Comments on Beeswax CandlesFor each pound of beeswax provided by a honey bee, that bee has visited 33 million flowers, ate 10 pounds of honey, and secreted the beeswax from its abdomen using the wax to construct a honeycomb. Beekeepers recover the wax by heating it in water. Soon the wax combs float to the surface, and can be removed to be sold in sheets.


Now compare this to paraffin candles that are made from the polluted petroleum sludge, or even vegetable-based candles (an improvement over paraffin) and you begin to understand why many have written about the wisdom of beehives, and how burning beeswax puts a person in a special mood of reverence.

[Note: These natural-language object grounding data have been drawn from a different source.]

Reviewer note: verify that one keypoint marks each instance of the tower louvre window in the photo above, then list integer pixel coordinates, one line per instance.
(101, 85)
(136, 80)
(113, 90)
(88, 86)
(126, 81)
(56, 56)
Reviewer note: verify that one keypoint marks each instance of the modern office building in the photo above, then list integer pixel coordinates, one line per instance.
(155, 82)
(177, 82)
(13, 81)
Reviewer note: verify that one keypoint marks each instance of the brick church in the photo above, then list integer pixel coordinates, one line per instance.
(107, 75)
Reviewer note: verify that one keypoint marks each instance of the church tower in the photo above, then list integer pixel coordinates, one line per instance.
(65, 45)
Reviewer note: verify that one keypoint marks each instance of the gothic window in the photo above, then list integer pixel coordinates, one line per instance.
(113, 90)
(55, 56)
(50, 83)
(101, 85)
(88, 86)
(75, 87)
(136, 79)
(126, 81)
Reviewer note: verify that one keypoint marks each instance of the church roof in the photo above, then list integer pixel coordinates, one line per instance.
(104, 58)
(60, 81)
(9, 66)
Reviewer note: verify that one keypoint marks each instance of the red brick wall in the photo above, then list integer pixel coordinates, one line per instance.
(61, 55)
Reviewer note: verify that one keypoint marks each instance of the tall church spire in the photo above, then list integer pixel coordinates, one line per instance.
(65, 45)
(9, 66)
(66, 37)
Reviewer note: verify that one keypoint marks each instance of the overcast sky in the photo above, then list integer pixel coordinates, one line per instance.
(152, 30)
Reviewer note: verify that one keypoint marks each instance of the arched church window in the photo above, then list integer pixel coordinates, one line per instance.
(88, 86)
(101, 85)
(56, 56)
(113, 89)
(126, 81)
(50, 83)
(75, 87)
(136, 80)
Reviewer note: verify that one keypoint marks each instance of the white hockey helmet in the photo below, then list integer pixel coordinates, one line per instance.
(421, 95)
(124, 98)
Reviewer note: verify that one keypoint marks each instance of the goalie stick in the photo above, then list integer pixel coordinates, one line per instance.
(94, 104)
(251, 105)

So let’s assemble four items you will need: beeswax sheets, craft knife, candle wicks and scissors. It’s best to “prime your wick” by stirring it briefly in hot wax, then remove and place it on a sheet of wax paper. Now let’s assemble several beeswax candles:


  • Cut the beeswax sheets. For a tapered candle cut the wax in half diagonally from the top to bottom. For a smaller votive candle, cut the wax in half width-wise... and don't cut the sheet at all if you want to create a pillar candle.

  • Cut the wick 1/2" longer than both ends of the candle.

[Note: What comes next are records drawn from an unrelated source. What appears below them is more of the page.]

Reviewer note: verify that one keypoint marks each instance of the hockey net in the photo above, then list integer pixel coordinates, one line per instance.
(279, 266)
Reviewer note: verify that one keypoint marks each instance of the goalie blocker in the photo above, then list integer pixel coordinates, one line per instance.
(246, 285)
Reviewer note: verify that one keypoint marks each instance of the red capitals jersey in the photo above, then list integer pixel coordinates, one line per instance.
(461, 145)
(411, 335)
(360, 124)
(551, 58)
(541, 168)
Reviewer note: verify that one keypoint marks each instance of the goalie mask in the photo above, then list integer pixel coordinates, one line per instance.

  • Place the primed-wick 1/4" from the edge of the beeswax sheet. Press the wick firmly against the wax and roll slightly to hold it in place.

  • Roll the beeswax up around the wick until the entire sheet of wax is completely around the wick. Keep the bottom edge as straight as possible as you roll. The votive and pillar candle sheets end with an even crease. The tapered candle has a diagonal crease fown the side of the candle.

  • Press the edge of the wax into the side of the candle to hold it. Fold the bottom wick over and press the bottom of the candle firmly until it is flat.

  • Place the candle on a flat surface and light the wick.


You will end up with several sizes (depending on how you cut your sheets), and you may have put two colors together for a different effect. Personally, I prefer the natural honeycomb color without any dyes; I love the honey scent and amber glow as it cleans the air in my bedroom or kitchen. 


Esther Smith, author

Although beeswax is the more expensive choice, its benefits should be obvious – if you can afford the difference, include beeswax candles in your selection of this craft.